I flew back home to Beijing and told the boys, and it was such a relief. Everything shifted then. I only gave them the information they could manage about the disease, but I used the words breast cancer. All they wanted to know was that I was going to be ok. Once I realized this, I saw that I was the one with the most fear about the cancer, not them. I figured out that I was the one that needed to manage this fear.
Ultimately, I had no sense of how cathartic talking and writing about cancer would be—it demystified it for me and helped me make sense of the disease and how it had affected my family.
Q: What kind of impact did early detection have in your experience?
Susan: Early detection saved my life. I had small tumors but they were very aggressive. I think most breast cancers have their own surprises and their own stories and mine was no exception. I get very upset when I hear people discussing whether or not early detection is effective. I know so many women who found their cancer through early detection. I’m actually a proselytizer for early detection.
Q: What do you think needs to change regarding breast cancer early detection?
Susan: I think there’s often a gap between what the science community understands about breast cancer through their data, and what we as patients know to be true through our personal narratives. We all know someone who was young, had a mammogram, and found a tumor. The language and messaging around early detection needs to change. In the trenches at cancer centers all over the country, early detection often means hope.
The public also needs a better understanding of the nuances of breast cancer– I call it the different flavors of cancer in my book, because there are so many.
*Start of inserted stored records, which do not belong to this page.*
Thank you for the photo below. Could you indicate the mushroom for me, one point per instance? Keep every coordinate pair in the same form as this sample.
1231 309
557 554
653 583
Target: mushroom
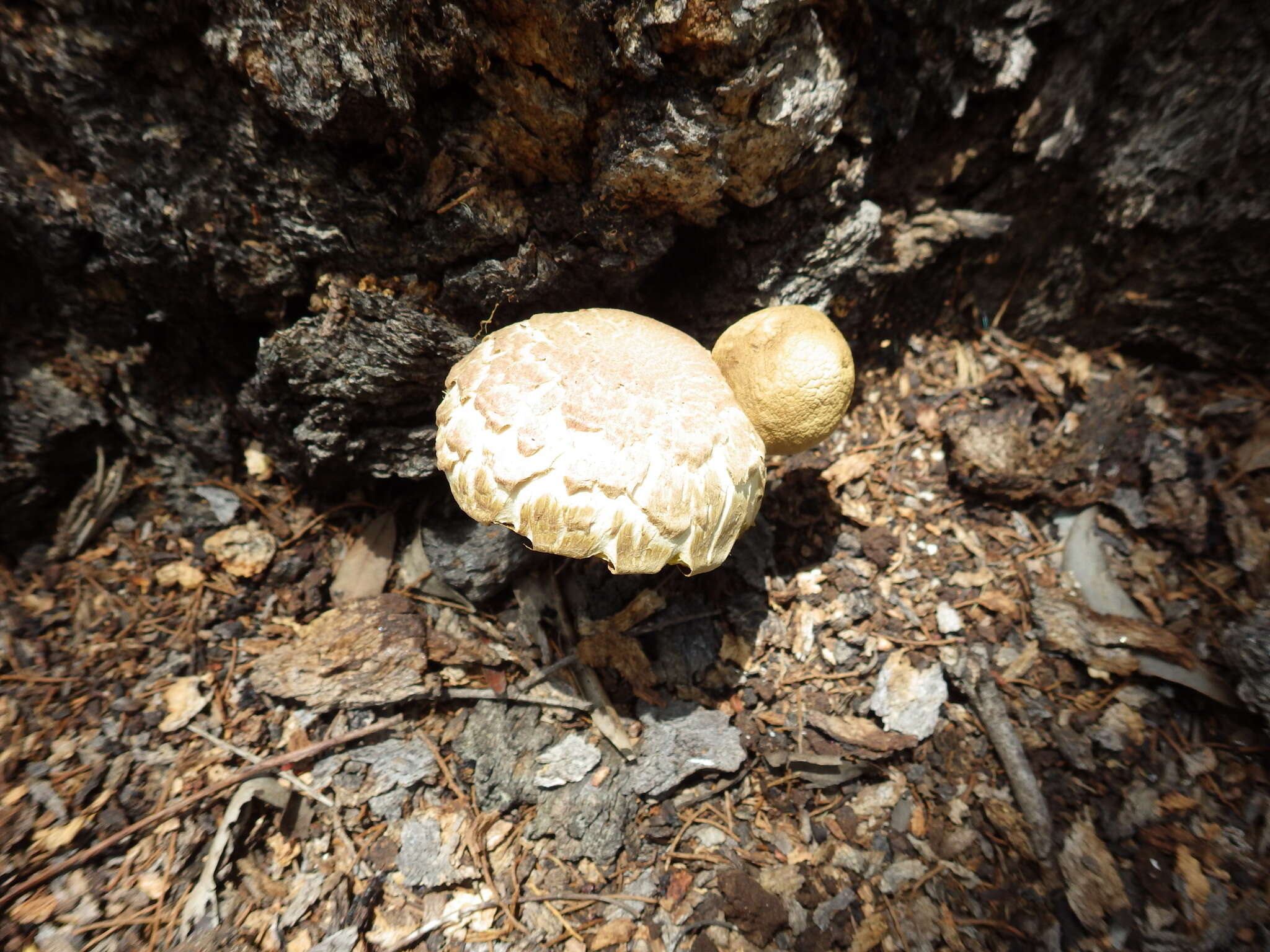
791 372
602 433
Sometimes I found a shocking willingness on the part of our community to believe that we have found a cure for breast cancer. You’ll hear it at a cocktail party or the side of a soccer field. Someone unknowingly will say to me, “It’s so great that there’s treatment that can cure breast cancer now.” I always find myself incredulous at this. There is effective treatment when the cancer is detected early. But the fact remains that cancer is a really complication conversation.
Q: What impact do you want to have in the world of cancer early detection?
Susan: It’s important to have people who humanize the story and the disease. In writing my book, I hope I may have helped bridge the connection between the disease and the personal stories we all carry with us. I find that people are often really isolated with their disease and their diagnosis. I’ll go to a cancer center or a book event, and I’ll be so moved by the people who have come out for the reading, because they want to hear a story of hope, and they want to be connected. People in the universe of this disease are seeking connectivity, and they’re looking for how to make sense of it. If anything, I realized I could tell my story and help people feel less alone. Also, my story has a happy ending, and I can offer that up. It’s not a fairy tale ending, but a real one, and that gives others hope.